Erlendur se gardait de confondre les hasards et le reste. Il savait mieux que quiconque par son travail que, parfois, les coïncidences étaient organisées. Elles pouvaient être soigneusement agencées dans la vie d’individus qui jamais ne soupçonnaient quoi que ce soit. Dans ce cas, les événements ne portaient plus le nom de hasard. On pouvait les définir de diverses manières, mais dans la profession d’Erlendur il existait un seul mot pour le faire et c’était le mot crime.

Alors qu’il retournait ces pensées dans sa tête, la lumière extérieure s’alluma, la porte s’ouvrit et une femme en sortit.

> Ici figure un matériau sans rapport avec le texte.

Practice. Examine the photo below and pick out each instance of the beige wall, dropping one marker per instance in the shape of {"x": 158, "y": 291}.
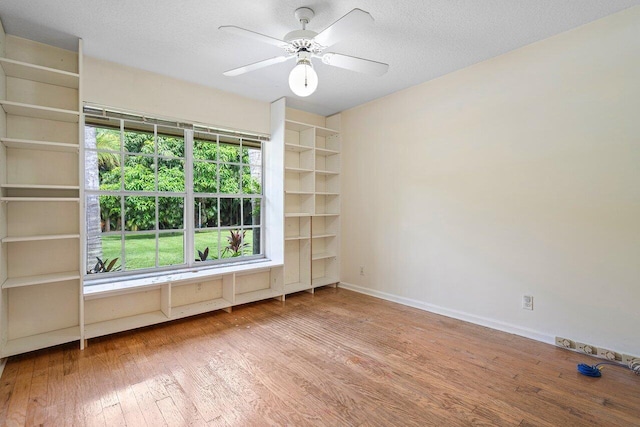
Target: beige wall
{"x": 518, "y": 175}
{"x": 118, "y": 86}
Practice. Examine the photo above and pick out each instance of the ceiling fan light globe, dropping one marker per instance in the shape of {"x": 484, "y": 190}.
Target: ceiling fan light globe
{"x": 303, "y": 80}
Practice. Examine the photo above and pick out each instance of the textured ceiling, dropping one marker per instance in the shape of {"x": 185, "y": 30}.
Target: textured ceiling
{"x": 420, "y": 39}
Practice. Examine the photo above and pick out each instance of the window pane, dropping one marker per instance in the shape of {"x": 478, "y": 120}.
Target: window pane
{"x": 139, "y": 138}
{"x": 139, "y": 173}
{"x": 206, "y": 212}
{"x": 206, "y": 245}
{"x": 140, "y": 251}
{"x": 229, "y": 212}
{"x": 251, "y": 211}
{"x": 234, "y": 243}
{"x": 229, "y": 179}
{"x": 109, "y": 176}
{"x": 252, "y": 242}
{"x": 205, "y": 178}
{"x": 250, "y": 181}
{"x": 170, "y": 146}
{"x": 230, "y": 152}
{"x": 171, "y": 175}
{"x": 205, "y": 150}
{"x": 101, "y": 249}
{"x": 140, "y": 213}
{"x": 170, "y": 249}
{"x": 252, "y": 156}
{"x": 105, "y": 137}
{"x": 170, "y": 213}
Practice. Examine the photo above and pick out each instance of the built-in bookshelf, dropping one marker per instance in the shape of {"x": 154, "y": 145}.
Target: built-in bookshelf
{"x": 41, "y": 281}
{"x": 312, "y": 205}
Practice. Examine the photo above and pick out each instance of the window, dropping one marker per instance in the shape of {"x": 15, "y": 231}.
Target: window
{"x": 165, "y": 196}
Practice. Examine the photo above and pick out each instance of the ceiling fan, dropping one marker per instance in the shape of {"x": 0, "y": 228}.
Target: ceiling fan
{"x": 304, "y": 45}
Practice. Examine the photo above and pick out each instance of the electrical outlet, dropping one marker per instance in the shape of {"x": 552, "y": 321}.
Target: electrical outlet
{"x": 565, "y": 343}
{"x": 586, "y": 348}
{"x": 608, "y": 354}
{"x": 627, "y": 358}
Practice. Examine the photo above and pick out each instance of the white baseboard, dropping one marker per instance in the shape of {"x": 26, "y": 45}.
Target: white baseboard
{"x": 471, "y": 318}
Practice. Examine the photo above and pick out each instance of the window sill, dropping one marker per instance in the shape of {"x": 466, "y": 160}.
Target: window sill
{"x": 117, "y": 287}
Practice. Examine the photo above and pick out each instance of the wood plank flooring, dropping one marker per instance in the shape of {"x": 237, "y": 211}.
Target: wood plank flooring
{"x": 336, "y": 358}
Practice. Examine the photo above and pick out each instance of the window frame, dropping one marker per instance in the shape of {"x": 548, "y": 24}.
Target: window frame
{"x": 100, "y": 117}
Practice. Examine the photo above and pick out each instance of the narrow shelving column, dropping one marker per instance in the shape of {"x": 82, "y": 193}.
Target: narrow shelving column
{"x": 325, "y": 222}
{"x": 40, "y": 193}
{"x": 312, "y": 201}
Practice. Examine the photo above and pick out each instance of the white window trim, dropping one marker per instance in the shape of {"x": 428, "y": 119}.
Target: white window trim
{"x": 130, "y": 280}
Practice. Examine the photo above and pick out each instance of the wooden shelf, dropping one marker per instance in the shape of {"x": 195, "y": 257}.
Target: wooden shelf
{"x": 297, "y": 147}
{"x": 10, "y": 239}
{"x": 38, "y": 73}
{"x": 296, "y": 126}
{"x": 39, "y": 199}
{"x": 322, "y": 255}
{"x": 318, "y": 172}
{"x": 257, "y": 296}
{"x": 323, "y": 281}
{"x": 323, "y": 236}
{"x": 325, "y": 152}
{"x": 29, "y": 144}
{"x": 40, "y": 112}
{"x": 297, "y": 238}
{"x": 291, "y": 288}
{"x": 18, "y": 282}
{"x": 41, "y": 187}
{"x": 322, "y": 131}
{"x": 107, "y": 327}
{"x": 298, "y": 170}
{"x": 35, "y": 342}
{"x": 199, "y": 308}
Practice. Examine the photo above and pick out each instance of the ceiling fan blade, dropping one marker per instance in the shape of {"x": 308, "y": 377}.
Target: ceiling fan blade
{"x": 253, "y": 35}
{"x": 355, "y": 64}
{"x": 255, "y": 66}
{"x": 350, "y": 23}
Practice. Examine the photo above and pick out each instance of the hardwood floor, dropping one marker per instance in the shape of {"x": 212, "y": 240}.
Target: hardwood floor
{"x": 335, "y": 358}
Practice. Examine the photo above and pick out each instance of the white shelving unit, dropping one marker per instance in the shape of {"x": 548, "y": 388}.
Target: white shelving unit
{"x": 41, "y": 281}
{"x": 312, "y": 205}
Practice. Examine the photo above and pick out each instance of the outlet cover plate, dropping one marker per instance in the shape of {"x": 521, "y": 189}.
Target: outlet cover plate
{"x": 565, "y": 343}
{"x": 609, "y": 355}
{"x": 586, "y": 348}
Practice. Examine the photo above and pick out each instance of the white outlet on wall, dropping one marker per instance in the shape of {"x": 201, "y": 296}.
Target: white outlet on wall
{"x": 565, "y": 343}
{"x": 608, "y": 354}
{"x": 586, "y": 348}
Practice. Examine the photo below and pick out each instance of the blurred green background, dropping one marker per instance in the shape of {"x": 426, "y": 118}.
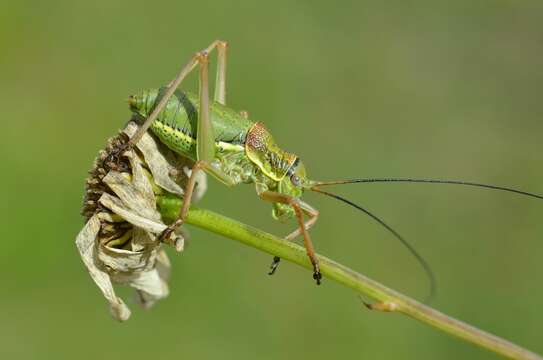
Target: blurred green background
{"x": 357, "y": 89}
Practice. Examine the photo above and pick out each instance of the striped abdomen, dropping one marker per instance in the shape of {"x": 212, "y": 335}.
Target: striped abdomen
{"x": 176, "y": 125}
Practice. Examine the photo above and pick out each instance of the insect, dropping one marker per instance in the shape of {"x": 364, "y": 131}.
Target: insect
{"x": 227, "y": 145}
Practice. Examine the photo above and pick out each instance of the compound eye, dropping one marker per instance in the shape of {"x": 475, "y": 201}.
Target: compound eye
{"x": 295, "y": 180}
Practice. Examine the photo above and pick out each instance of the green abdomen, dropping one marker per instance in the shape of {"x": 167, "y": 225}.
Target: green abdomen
{"x": 176, "y": 126}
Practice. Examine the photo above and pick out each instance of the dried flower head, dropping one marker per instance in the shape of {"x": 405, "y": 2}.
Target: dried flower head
{"x": 119, "y": 243}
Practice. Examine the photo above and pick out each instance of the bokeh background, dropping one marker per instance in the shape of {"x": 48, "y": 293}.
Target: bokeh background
{"x": 357, "y": 89}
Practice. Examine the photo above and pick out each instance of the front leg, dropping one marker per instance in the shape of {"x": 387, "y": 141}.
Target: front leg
{"x": 299, "y": 208}
{"x": 313, "y": 216}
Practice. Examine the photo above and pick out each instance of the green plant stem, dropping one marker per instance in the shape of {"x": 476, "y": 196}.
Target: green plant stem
{"x": 387, "y": 299}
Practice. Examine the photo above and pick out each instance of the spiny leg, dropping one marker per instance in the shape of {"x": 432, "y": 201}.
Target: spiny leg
{"x": 310, "y": 211}
{"x": 205, "y": 143}
{"x": 299, "y": 209}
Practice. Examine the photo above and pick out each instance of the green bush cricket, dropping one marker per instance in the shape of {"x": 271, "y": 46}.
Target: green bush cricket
{"x": 227, "y": 145}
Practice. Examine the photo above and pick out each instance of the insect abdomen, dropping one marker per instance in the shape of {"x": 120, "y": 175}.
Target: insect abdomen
{"x": 176, "y": 125}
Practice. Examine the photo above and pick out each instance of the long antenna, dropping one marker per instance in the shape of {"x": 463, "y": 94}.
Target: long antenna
{"x": 430, "y": 181}
{"x": 420, "y": 259}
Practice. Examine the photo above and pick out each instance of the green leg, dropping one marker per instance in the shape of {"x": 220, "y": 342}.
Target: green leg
{"x": 185, "y": 70}
{"x": 313, "y": 217}
{"x": 299, "y": 208}
{"x": 205, "y": 142}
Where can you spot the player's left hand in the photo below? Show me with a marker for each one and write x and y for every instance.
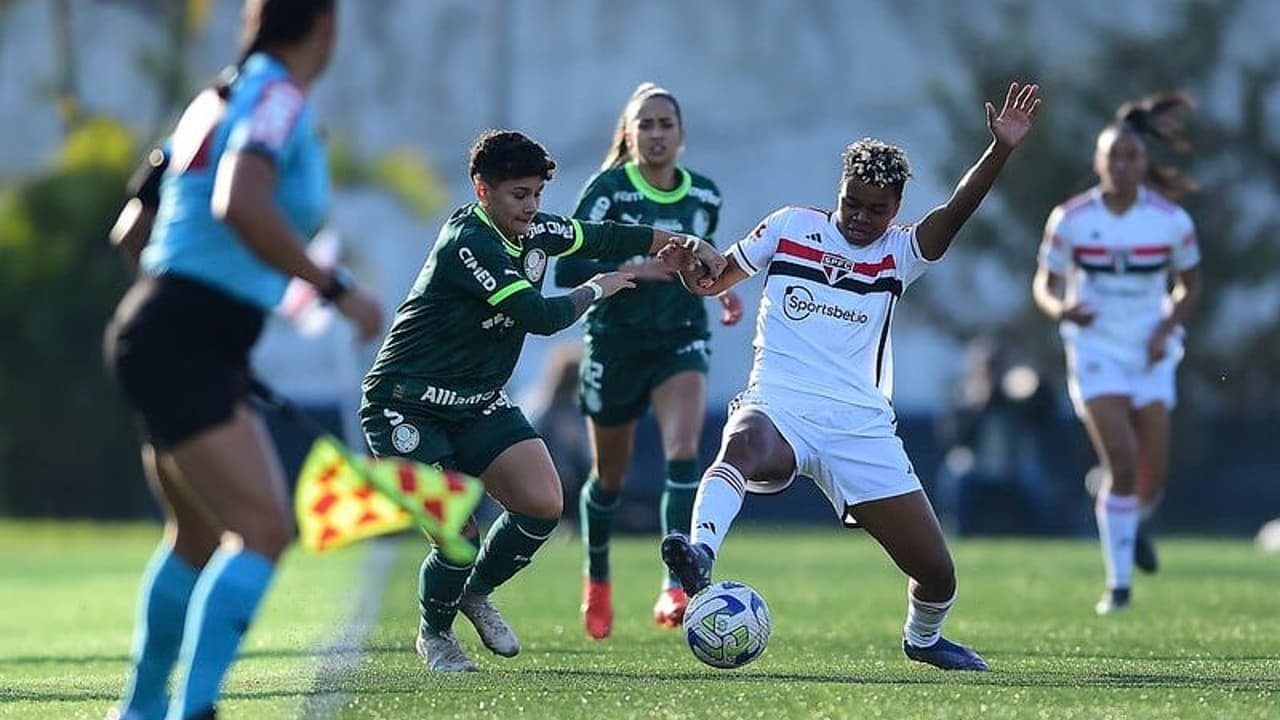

Elle referma derrière elle, se dirigea vers la voiture garée devant la maison, s’installa au volant et démarra. Elle dut s’y reprendre à trois fois pour que le véhicule consente enfin à avancer et à quitter la rue dans un vacarme considérable. Erlendur se fit la réflexion que, probablement, le pot d’échappement avait rendu l’âme.

Il suivit la voiture du regard, démarra sa vieille Ford et commença à suivre la femme. Il ne savait pas grand-chose de celle qu’il prenait en filature. Après sa visite chez le professeur d’art dramatique, il s’était un peu penché sur la carrière de cette Karolina Franklin. Son véritable nom était Karolina Franklinsdottir, mais elle en avait retiré le suffixe dottir qui signifiait “fille de” afin de lui conférer l’apparence d’un nom de famille : son ancien professeur avait observé que ça en disait long sur le personnage. Cette fille est très superficielle, avait-il déclaré. Elle n’a rien là-dedans, avait-il ajouté en frappant son index sur sa tempe. Erlendur avait découvert que Karolina travaillait comme assistante de direction dans un important groupe financier. Divorcée et sans enfant, elle ne s’était pas produite en public depuis des années. Le rôle de Magdalena dans Flamme d’espérance avait été son dernier : d’après Johannes, elle y avait incarné une ouvrière suédoise qui, ayant découvert l’infidélité de son mari, ruminait sa vengeance.

Erlendur suivit Karolina jusqu’à la location de vidéos du quartier, il la regarda choisir un film et s’acheter quelques friandises avant de repartir vers son domicile.

Pendant environ une heure, il resta assis dans sa voiture devant chez elle, fuma deux cigarettes de plus avant de quitter la rue et de rentrer chez lui.